Polarized Reflectance Versus Distance from Incidence; Approach to Anisotropy of Scattering in Packed Powders. A layer of packed alumina particles with diameters d = 2–6 μm was irradiated in z-direction with a focused laser beam polarized in y-direction. The reflectance was scanned in x-direction using a second polarizer oriented either in y-direction (parallel, R_||) or in x-direction (perpendicular, R_⊥).

Figure 17 presents two experimental curves, E₁ = R′_|| + R′_⊥ and E₂ = 2 R_⊥, as well as simulated data for isotropic scattering MC₁ = R′ _tot and MC₂ = R′ _tot − R′₁. The experimental degree of polarization P = 1 − (E₂/E₁) amounts at the center of irradiation to Pmax = 0.48. This value decreases with increasing × and approaches zero for x > 30 μm. The E₁-curve can be well fitted with an effective scattering coefficient and a small residual absorption coefficient, resulting in MC₁. From these coefficients, R′1 and finally MC₂ were calculated, assuming isotropic scattering. It can be clearly seen that E₂ > MC₂. Hence R′₁ is not fully polarized or, much more realistically, forward scattering reduces its contribution to total reflectance. Figure 11 shows the correlation between forward scattering and the resulting depolarization of reflectance. The experimental data of the alumina layer yield an anisotropy factor of g = 0.25 if only R₁ is assumed to be polarized. However it is reasonable to consider also the higher orders n + 1 of reflectance as partly polarized according to P_n+1 = αP_n, where α = 0.7 for Rayleigh-spheres ²⁸ and α = 0.65-0.8 for Miespheres. ²⁹ Irregular particles tend to stronger depolarization ³⁰ as well as particle aggregates. ⁶ In Fig. 11 we weighted the polarization of higher order reflectances with α = 0.5. Thus, the anisotropy of the alumina particles lies in the range of g = 0.25-0.5. This value is still moderate and allows one to apply the concept of effective scattering also in the field of laterally resolved reflectance.

CONCLUSIONS

Monte Carlo simulations and analytical approximations for the radial propagation of light are presented and discussed.

The calculations show a substantial difference between far and near distance range. Close to the region of incidence the reflected light undergoes mainly single-scattering processes. The signal arises from regions very close to the surface, carries only little information about absorption, maintains the polarization of the incident radiation, and is concentrated around a small angular aperture

For non-absorbing species the derived approximations are accurate enough for the transmittance and for reflectance in the far distance range, but they fail in the near and very near distance range.

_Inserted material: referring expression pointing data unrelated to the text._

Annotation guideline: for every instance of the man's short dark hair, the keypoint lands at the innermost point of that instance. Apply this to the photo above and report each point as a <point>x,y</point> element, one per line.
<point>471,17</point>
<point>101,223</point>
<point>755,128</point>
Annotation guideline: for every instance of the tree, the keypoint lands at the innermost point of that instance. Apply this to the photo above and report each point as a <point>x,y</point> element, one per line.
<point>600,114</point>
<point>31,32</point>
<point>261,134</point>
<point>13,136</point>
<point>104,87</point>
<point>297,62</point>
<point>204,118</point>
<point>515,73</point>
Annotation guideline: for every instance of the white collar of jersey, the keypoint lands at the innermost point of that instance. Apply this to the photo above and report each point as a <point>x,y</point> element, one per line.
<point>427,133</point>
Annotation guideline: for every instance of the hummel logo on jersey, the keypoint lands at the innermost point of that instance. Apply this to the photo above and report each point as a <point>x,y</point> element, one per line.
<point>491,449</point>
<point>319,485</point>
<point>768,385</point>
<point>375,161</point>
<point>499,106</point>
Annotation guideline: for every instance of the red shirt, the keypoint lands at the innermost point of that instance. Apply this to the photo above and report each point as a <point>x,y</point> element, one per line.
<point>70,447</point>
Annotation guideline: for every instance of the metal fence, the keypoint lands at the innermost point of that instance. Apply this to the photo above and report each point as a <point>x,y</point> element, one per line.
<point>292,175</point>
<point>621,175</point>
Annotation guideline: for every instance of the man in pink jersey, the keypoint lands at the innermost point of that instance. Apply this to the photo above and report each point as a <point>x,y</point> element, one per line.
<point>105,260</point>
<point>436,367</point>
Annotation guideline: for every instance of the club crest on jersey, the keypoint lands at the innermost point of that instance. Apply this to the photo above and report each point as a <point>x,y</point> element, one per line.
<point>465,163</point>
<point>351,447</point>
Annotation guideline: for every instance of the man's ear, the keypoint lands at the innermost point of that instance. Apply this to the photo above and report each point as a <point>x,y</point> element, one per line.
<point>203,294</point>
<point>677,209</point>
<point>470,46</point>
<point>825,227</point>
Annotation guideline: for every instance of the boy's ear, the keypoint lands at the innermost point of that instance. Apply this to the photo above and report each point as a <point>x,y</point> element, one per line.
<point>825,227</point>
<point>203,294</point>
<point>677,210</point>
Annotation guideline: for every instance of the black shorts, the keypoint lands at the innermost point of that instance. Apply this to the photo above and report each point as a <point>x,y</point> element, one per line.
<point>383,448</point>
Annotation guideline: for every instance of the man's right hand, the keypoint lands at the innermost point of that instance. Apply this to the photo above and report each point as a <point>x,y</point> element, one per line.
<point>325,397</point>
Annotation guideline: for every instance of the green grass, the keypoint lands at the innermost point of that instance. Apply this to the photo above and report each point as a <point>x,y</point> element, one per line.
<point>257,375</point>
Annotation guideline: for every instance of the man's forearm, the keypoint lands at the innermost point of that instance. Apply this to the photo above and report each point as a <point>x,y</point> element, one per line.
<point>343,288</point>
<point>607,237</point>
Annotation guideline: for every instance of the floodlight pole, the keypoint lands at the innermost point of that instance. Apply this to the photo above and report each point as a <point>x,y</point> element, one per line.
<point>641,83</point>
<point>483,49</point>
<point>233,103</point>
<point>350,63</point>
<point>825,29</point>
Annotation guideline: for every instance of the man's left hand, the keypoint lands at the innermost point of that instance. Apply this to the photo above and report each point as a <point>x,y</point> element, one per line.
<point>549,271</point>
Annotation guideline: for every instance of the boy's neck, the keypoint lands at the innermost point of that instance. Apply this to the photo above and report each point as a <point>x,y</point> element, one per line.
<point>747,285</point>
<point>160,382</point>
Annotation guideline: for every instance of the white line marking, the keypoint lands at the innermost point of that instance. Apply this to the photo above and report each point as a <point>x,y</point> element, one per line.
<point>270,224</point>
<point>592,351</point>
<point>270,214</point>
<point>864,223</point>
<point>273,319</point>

For absorbing species, the absorbance increases radially with approximately exponential slope. So it is evident that laterally resolved absorption spectroscopy can help to identify weak or hidden absorbers.

In the analysis of real samples, the influence of anisotropic forward scattering and internal reflections lead to an increase of the radial spread of reflectance

The close agreement between the theoretical and experimental data confirms the validity of the model and of the assumed approximations.